On the ground floor, market area smells of food and the sounds of crowds overwhelm me, so we make our way up to the meeting hall. Here we find stately paintings hung above a stage, rows of wooden chairs aim at attention, and white columns supporting balconies on either side. What did Samuel Adams voice sound like, as he rallied the people against unjust taxation in 1773? How much passion was there in the air as Julius Caesar Chappelle, one of the first black legislators, implored the listeners to support a bill that would help give blacks the right to vote back in 1890? Only these walls would truly know.
On the top floor, resides a museum of uniforms, firearms, swords, artifacts, memorabilia and other relics belonging to the Ancient and Honorable Artillery Company of Massachusetts. Sadly, we have to come back another day to view the Company’s museum.
Old State House
Back outside, we reorientate our selves on the Freedom Trail and head toward the Old State House. The Old State House is the oldest and most important public building in American history prior to the Revolution. President John Adams insisted that this is where “Independence was born.” Built-in 1713 to house the government offices of the Massachusetts Bay Colony, she bears the symbols of that old regime: a lion and unicorn. The originals were burned long ago, and only the replicas remind us of what the building once looked like.

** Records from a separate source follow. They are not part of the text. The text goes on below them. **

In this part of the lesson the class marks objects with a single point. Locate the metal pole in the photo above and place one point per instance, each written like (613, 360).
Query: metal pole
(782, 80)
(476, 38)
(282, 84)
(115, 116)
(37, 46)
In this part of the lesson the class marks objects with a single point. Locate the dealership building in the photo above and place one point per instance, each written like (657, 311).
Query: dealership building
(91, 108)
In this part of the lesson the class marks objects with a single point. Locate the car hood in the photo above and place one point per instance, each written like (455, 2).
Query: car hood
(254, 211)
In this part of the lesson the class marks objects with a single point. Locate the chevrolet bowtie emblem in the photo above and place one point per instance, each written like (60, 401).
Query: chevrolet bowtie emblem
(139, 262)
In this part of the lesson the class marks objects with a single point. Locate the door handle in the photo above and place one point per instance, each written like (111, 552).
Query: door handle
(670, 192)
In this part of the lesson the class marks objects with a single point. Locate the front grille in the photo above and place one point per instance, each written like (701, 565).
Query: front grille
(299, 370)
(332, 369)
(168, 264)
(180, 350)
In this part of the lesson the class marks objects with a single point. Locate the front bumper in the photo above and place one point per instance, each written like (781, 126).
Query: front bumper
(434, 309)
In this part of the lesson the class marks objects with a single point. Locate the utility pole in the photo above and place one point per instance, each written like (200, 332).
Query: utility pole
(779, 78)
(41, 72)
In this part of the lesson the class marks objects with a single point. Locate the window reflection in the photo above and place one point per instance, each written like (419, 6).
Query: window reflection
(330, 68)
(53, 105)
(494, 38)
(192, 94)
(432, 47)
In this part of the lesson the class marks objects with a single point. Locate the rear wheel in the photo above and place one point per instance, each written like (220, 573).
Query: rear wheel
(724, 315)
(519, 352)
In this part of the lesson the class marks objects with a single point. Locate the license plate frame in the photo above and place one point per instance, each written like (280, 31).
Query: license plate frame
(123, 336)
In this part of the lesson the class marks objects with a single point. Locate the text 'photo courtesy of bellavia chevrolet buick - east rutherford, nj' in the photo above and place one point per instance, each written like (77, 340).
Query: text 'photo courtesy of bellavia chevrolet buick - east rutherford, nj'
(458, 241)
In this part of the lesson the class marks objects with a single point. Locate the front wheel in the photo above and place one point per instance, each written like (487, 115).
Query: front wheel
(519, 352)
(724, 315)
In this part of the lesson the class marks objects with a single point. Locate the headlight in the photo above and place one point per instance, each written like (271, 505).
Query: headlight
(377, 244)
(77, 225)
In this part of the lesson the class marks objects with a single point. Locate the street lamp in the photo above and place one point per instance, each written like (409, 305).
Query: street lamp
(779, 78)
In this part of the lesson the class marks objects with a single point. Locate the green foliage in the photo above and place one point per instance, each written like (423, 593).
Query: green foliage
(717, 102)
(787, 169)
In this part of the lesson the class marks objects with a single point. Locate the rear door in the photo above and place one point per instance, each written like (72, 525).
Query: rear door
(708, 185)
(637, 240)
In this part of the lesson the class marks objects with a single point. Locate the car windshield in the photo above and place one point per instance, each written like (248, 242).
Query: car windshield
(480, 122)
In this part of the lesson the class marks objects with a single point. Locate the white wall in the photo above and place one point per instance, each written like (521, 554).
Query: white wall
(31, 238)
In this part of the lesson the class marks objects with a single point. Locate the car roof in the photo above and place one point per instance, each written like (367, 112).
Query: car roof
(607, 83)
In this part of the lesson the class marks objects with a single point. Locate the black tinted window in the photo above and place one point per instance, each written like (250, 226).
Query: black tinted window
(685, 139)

The square beneath the balcony marks the site of the Boston Massacre of 1770, when a handful of British soldiers fired into a taunting crowd and killing five men. Just six years later, the Declaration of Independence was proclaimed from that same balcony. Today, skyscrapers surround the Old State House, while inside a museum and library house our treasured history.
Old South Meeting House
For our last stop on the Freedom Trail, we make our way to the Old South Meeting House. In 1773, 5,000 colonists packed within her walls and heatedly argued on how to resist a shipment of taxed tea. Negotiations failed and a signal was given soon after. About 150 sooty-faced men, poorly disguised as Native Americans, stormed out of buildings and overtook the British ships of Griffin’s Wharf. Hours later, they destroyed 342 chests of the imported tea.
Today Old South remains a location for catalytic ideas by sponsoring public forums, debates, concerts, and theatrical presentations. The exhibit “Voices of Protest,” recounts the inspirational, sometimes disturbing, and often provocative stories of Boston history.
A Ferry Back to Charlestown
Unfortunately, this is where our tour ended — at only half of the 16 sites on the Freedom Trail. We’ll have to save the Boston Common, Massachusetts State House, Park Street Church, Granary Burying Ground. King’s Chapel, King’s Chapel Burying Ground, Benjamin Franklin Statue & Boston Latin School, and Old Corner Bookstore for another day.
We make our way to the Water Shuttle Dock at the end of Long Wharf. For less than $4 a person, we take a relaxing water taxi back to the Charlestown Navy Yard and wave farewell to the Old Beantown.